HypeRP.pl · March 11, 2023, 11:55am

We are now on 5855 and have crashes all time

HypeRP.pl · March 11, 2023, 11:56am

It is discord logs when someone is joining

HypeRP.pl · March 11, 2023, 12:17pm

After having like 30 crashes in a row after starts.

We have disabled every single http request, making only exeption for TXAdmin. We are running still,

I will keep it disabled for 2 days or more to confirm that problem is gone (we had have at least 5 crashes daily)

function PerformHttpRequest(url, cb, method, data, headers, options)
    if GetCurrentResourceName() == 'monitor' then
        local followLocation = true
        
        if options and options.followLocation ~= nil then
            followLocation = options.followLocation
        end
    
        local t = {
            url = url,
            method = method or 'GET',
            data = data or '',
            headers = headers or {},
            followLocation = followLocation
        }

        local id = PerformHttpRequestInternalEx(t)

        if id ~= -1 then
            httpDispatch[id] = cb
        else
            cb(0, nil, {}, 'Failure handling HTTP request')
        end
    else
        cb(0, nil, {}, 'Failure handling HTTP request')
    end
end

Paste this in scheduler to disable every httprequest

Linden · March 11, 2023, 12:22pm

Third time’s the charm, christ.

Since apparently the D word is a very bad word (even though it was already used in this thread) I am going to censor this url.

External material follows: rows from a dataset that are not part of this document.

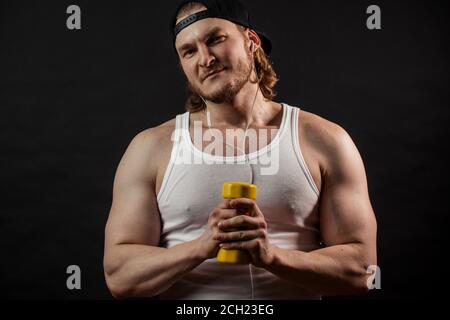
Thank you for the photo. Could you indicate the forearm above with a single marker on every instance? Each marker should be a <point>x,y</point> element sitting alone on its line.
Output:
<point>334,270</point>
<point>145,271</point>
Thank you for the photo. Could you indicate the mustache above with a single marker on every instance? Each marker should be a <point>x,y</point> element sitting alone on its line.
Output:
<point>211,71</point>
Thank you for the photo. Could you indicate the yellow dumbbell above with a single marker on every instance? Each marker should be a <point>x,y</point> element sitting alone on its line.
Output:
<point>233,190</point>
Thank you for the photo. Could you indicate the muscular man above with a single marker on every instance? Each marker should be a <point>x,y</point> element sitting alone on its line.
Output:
<point>311,231</point>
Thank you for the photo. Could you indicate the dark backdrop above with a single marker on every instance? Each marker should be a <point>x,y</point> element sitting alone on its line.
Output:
<point>72,100</point>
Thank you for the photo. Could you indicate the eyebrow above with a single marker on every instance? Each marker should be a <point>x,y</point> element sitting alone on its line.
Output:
<point>210,33</point>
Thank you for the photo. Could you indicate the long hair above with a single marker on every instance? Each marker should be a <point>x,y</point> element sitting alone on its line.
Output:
<point>264,71</point>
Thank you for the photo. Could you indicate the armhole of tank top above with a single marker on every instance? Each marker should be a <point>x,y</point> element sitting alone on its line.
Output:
<point>177,136</point>
<point>298,151</point>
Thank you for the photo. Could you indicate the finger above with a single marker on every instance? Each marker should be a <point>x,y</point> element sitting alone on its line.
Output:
<point>227,214</point>
<point>241,221</point>
<point>248,204</point>
<point>239,235</point>
<point>224,204</point>
<point>240,245</point>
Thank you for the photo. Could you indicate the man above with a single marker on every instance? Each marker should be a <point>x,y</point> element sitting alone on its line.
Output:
<point>311,231</point>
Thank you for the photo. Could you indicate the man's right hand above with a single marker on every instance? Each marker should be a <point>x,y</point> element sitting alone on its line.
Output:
<point>206,245</point>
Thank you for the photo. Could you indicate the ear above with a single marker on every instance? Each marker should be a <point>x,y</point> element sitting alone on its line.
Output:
<point>255,41</point>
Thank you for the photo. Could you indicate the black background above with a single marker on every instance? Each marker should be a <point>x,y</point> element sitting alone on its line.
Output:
<point>72,100</point>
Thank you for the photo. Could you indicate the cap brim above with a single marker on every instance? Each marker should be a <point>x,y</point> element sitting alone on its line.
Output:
<point>266,43</point>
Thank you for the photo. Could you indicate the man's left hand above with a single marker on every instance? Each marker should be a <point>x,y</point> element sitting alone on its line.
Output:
<point>247,232</point>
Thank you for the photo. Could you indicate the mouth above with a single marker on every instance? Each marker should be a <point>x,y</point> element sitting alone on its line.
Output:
<point>213,74</point>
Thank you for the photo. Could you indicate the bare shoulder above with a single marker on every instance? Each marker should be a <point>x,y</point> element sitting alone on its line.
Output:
<point>331,143</point>
<point>157,136</point>
<point>152,147</point>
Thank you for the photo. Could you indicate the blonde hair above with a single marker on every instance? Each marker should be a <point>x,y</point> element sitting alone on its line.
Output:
<point>266,74</point>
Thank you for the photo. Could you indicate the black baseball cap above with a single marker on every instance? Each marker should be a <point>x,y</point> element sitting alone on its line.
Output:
<point>231,10</point>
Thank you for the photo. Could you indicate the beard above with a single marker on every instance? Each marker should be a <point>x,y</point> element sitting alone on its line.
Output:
<point>227,92</point>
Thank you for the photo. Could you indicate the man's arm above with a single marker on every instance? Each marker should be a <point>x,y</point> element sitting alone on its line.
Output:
<point>347,224</point>
<point>133,264</point>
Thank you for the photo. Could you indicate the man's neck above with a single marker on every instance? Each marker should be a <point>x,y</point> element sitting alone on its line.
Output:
<point>238,112</point>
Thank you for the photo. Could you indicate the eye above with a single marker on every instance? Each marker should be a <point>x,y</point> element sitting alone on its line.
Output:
<point>188,53</point>
<point>216,39</point>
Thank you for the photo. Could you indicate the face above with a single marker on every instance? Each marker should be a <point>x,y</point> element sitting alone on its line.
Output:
<point>212,45</point>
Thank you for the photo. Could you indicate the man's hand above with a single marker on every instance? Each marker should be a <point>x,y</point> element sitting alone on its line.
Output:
<point>207,244</point>
<point>246,232</point>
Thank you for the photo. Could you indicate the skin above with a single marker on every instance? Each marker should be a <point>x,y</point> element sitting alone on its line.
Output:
<point>135,266</point>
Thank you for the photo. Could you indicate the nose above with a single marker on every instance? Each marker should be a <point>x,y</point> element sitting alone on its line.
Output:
<point>206,59</point>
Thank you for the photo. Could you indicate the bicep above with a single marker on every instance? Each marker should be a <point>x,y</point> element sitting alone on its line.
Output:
<point>134,216</point>
<point>346,214</point>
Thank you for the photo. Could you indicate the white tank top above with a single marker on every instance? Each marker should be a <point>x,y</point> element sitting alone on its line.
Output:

https://verybadword.com/developers/docs/topics/rate-limits#exceeding-a-rate-limit-example-exceeded-resource-rate-limit-response

HypeRP.pl · March 11, 2023, 12:26pm

What else we can use to have logs?

tabarra · March 11, 2023, 12:48pm

Although true, that is not relevant for this thread.
So let’s keep the subject centered on the crashes and solutions, shall we?!